APP.3.1.A12 Secure Configuration (S)
Web applications and web services SHOULD be configured so that their resources and functions can only be accessed via the intended, secured communication paths. Access to resources and functions that are not required SHOULD be disabled. If this is not possible, access SHOULD be restricted as far as possible. The following SHOULD be implemented in the configuration of web applications and web services:
- Disabling unused HTTP methods,
- Configuring character encoding,
- Avoiding security-relevant information in error messages and responses,
- Storing configuration files outside the web root directory, and
- Setting limits for access attempts.
APP.3.1.A13 DISCONTINUED (S)
This requirement has been discontinued.
APP.3.1.A15 DISCONTINUED (S)
This requirement has been discontinued.
APP.3.1.A17 DISCONTINUED (S)
This requirement has been discontinued.
APP.3.1.A18 DISCONTINUED (S)
This requirement has been discontinued.
APP.3.1.A21 Secure HTTP Configuration for Web Applications (S)
To protect against clickjacking, cross-site scripting, and other attacks, IT Operations SHOULD set appropriate HTTP response headers. At a minimum, the following HTTP headers SHOULD be used:
- Content-Security-Policy,
- Strict-Transport-Security,
- Content-Type,
- X-Content-Type-Options, and
- Cache-Control.
The HTTP headers used SHOULD be as restrictive as possible.
Cookies SHOULD generally be set with the secure, SameSite, and httponly attributes.
APP.3.1.A22 Penetration Testing and Revision (S)
Web applications and web services SHOULD be regularly checked for security problems. In particular, revisions SHOULD be carried out regularly. The results SHOULD be documented in a comprehensible manner, adequately protected, and treated confidentially. Deviations SHOULD be investigated. The results SHOULD be presented to the ISO.
APP.3.1.A23 DISCONTINUED (S)
This requirement has been discontinued.
Requirements for High Protection Needs
The following are exemplary proposals for requirements for this building block that go beyond the level of protection corresponding to the state of the art. These proposals SHOULD be considered when there is a high protection need. The specific determination takes place in the context of an individual risk analysis.

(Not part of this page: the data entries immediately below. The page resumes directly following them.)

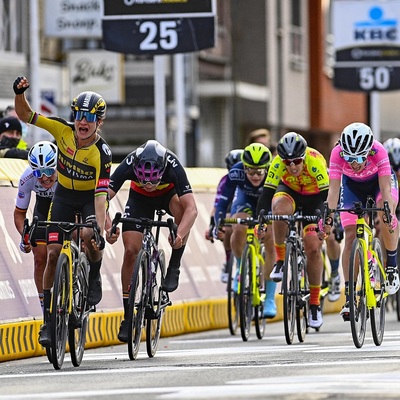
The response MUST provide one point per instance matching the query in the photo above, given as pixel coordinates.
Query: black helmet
(291, 145)
(150, 162)
(233, 157)
(91, 102)
(256, 155)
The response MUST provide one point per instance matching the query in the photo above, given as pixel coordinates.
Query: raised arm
(22, 107)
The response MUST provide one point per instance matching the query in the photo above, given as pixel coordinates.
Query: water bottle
(372, 264)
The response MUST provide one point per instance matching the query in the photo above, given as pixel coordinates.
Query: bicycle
(295, 287)
(248, 299)
(233, 299)
(147, 300)
(367, 295)
(69, 311)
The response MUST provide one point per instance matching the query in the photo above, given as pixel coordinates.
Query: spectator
(10, 136)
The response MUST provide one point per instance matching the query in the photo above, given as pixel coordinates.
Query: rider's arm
(19, 218)
(22, 107)
(385, 188)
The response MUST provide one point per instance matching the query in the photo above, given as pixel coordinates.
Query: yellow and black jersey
(313, 179)
(84, 169)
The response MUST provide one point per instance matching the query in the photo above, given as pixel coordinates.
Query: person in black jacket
(10, 135)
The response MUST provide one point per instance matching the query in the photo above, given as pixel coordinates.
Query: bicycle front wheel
(78, 322)
(259, 320)
(245, 298)
(289, 288)
(137, 304)
(378, 313)
(59, 311)
(233, 299)
(357, 300)
(156, 312)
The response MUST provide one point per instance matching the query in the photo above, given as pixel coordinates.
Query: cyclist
(230, 159)
(359, 166)
(84, 163)
(392, 146)
(297, 177)
(158, 181)
(40, 177)
(242, 190)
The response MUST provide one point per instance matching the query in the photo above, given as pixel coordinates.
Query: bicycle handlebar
(146, 222)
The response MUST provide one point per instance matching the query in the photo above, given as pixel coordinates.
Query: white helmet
(392, 146)
(43, 155)
(356, 139)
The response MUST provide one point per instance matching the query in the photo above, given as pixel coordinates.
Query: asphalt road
(216, 365)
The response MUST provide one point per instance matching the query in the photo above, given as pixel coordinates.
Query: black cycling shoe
(45, 335)
(171, 280)
(95, 291)
(123, 332)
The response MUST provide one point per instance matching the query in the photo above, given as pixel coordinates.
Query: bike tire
(233, 299)
(59, 311)
(245, 297)
(303, 303)
(357, 299)
(77, 334)
(289, 289)
(378, 313)
(137, 304)
(154, 321)
(259, 320)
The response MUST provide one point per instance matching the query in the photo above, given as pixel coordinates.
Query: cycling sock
(314, 294)
(334, 267)
(280, 250)
(41, 301)
(176, 255)
(125, 302)
(46, 304)
(391, 257)
(94, 268)
(228, 253)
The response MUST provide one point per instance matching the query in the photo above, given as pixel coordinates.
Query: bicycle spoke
(357, 299)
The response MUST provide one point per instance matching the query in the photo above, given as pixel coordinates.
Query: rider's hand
(114, 237)
(178, 242)
(101, 245)
(20, 85)
(25, 248)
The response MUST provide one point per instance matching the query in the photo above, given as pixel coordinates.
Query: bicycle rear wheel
(155, 315)
(137, 304)
(357, 300)
(59, 311)
(233, 299)
(303, 302)
(289, 288)
(78, 322)
(378, 313)
(245, 298)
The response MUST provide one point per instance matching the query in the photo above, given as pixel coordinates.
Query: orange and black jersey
(174, 177)
(84, 169)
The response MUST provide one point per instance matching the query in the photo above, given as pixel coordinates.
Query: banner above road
(367, 44)
(158, 27)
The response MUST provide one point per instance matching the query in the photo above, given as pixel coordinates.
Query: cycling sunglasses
(255, 171)
(90, 117)
(358, 160)
(38, 173)
(295, 161)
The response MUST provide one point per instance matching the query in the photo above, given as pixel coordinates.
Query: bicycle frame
(365, 234)
(255, 248)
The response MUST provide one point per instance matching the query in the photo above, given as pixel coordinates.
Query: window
(296, 32)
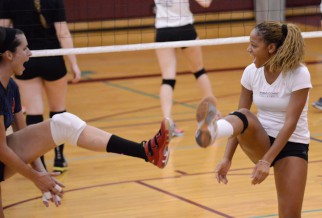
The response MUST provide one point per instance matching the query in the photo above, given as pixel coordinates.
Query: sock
(59, 149)
(123, 146)
(224, 129)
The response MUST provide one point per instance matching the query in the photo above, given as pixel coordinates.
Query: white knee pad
(66, 127)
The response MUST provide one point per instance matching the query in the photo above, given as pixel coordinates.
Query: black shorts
(292, 149)
(171, 34)
(48, 68)
(1, 172)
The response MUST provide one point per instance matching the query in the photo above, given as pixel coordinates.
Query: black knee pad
(199, 73)
(170, 82)
(243, 119)
(51, 113)
(33, 119)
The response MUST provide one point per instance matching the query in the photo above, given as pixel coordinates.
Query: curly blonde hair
(289, 43)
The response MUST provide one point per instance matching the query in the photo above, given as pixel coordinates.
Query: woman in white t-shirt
(278, 84)
(174, 22)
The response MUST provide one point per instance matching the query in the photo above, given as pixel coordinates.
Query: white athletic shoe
(207, 125)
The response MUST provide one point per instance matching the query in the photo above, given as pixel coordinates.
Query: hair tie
(284, 30)
(10, 35)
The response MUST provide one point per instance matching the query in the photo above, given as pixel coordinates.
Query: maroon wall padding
(91, 10)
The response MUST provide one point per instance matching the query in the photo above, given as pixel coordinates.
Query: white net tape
(148, 46)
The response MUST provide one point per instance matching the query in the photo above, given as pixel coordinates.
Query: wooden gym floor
(120, 94)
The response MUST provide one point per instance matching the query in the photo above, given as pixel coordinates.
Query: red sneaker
(207, 125)
(156, 149)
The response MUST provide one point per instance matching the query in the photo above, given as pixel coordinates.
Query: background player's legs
(168, 64)
(195, 61)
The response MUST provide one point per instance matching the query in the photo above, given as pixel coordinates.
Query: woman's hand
(51, 188)
(222, 170)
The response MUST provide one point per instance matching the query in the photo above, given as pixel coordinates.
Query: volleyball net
(118, 26)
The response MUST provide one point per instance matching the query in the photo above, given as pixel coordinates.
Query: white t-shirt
(172, 13)
(272, 99)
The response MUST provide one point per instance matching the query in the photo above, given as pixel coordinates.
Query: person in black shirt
(27, 143)
(44, 24)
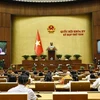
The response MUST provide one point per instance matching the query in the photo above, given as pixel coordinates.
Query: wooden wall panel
(1, 33)
(7, 9)
(96, 18)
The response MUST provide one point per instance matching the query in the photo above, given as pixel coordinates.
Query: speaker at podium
(51, 51)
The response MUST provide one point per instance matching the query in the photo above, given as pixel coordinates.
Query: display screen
(3, 47)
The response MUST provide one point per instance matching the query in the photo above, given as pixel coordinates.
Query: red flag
(38, 45)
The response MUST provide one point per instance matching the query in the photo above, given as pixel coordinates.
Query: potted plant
(25, 57)
(82, 68)
(45, 68)
(33, 68)
(43, 56)
(77, 56)
(1, 68)
(69, 67)
(10, 70)
(67, 56)
(91, 67)
(58, 56)
(59, 67)
(33, 57)
(22, 68)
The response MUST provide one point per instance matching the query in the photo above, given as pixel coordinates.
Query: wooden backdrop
(8, 9)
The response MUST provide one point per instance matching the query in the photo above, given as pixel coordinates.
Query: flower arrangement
(25, 57)
(58, 56)
(45, 68)
(33, 57)
(67, 56)
(77, 56)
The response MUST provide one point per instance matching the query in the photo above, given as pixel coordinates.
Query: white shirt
(96, 84)
(88, 77)
(22, 88)
(68, 85)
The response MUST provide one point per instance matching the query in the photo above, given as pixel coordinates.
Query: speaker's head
(23, 79)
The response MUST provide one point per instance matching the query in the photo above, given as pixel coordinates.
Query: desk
(49, 96)
(58, 87)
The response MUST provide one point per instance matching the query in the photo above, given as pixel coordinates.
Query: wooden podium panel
(70, 96)
(51, 54)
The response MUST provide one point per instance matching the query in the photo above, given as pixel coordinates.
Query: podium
(51, 54)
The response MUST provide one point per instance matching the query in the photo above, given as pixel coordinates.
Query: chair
(92, 80)
(80, 86)
(13, 96)
(56, 78)
(3, 80)
(5, 86)
(38, 77)
(45, 86)
(70, 96)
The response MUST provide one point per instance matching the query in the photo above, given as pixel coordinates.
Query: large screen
(3, 47)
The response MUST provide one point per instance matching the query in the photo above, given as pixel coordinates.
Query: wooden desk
(49, 96)
(93, 95)
(58, 87)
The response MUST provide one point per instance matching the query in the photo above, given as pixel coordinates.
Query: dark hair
(35, 72)
(40, 73)
(23, 79)
(92, 76)
(75, 77)
(12, 78)
(48, 76)
(98, 73)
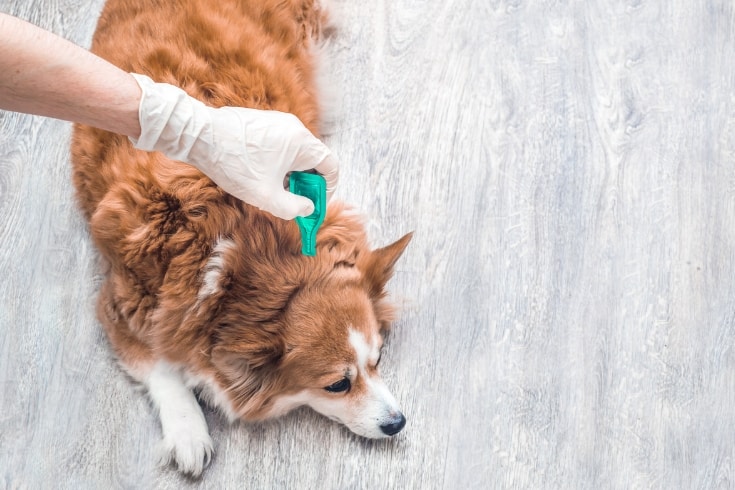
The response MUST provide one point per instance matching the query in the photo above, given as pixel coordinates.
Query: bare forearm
(43, 74)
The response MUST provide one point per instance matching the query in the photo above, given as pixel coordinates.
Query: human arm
(247, 152)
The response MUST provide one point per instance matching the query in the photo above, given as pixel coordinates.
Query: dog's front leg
(185, 435)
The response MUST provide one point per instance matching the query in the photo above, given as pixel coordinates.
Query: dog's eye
(340, 386)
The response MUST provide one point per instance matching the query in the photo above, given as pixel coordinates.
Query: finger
(286, 205)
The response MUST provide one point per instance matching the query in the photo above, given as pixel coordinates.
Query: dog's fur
(204, 292)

APP.3.1.A20 Use of Web Application Firewalls (H)
Institutions SHOULD use Web Application Firewalls (WAF). The configuration of the WAF used SHOULD be adapted to the web application or web service to be protected. After each update to the web application or web service, the configuration of the WAF SHOULD be reviewed.
APP.3.1.A24 DISCONTINUED (H)
This requirement has been discontinued.
APP.3.1.A25 DISCONTINUED (H)
This requirement has been discontinued.
Additional Information
Good to Know
The Open Web Application Security Project (OWASP) provides guidance on securing web applications and web services on its website.
The Federal Office for Information Security (BSI) provides guidance on the application of cryptographic methods in the document “Cryptographic Mechanisms: Recommendations and Key Lengths: BSI TR-02102”.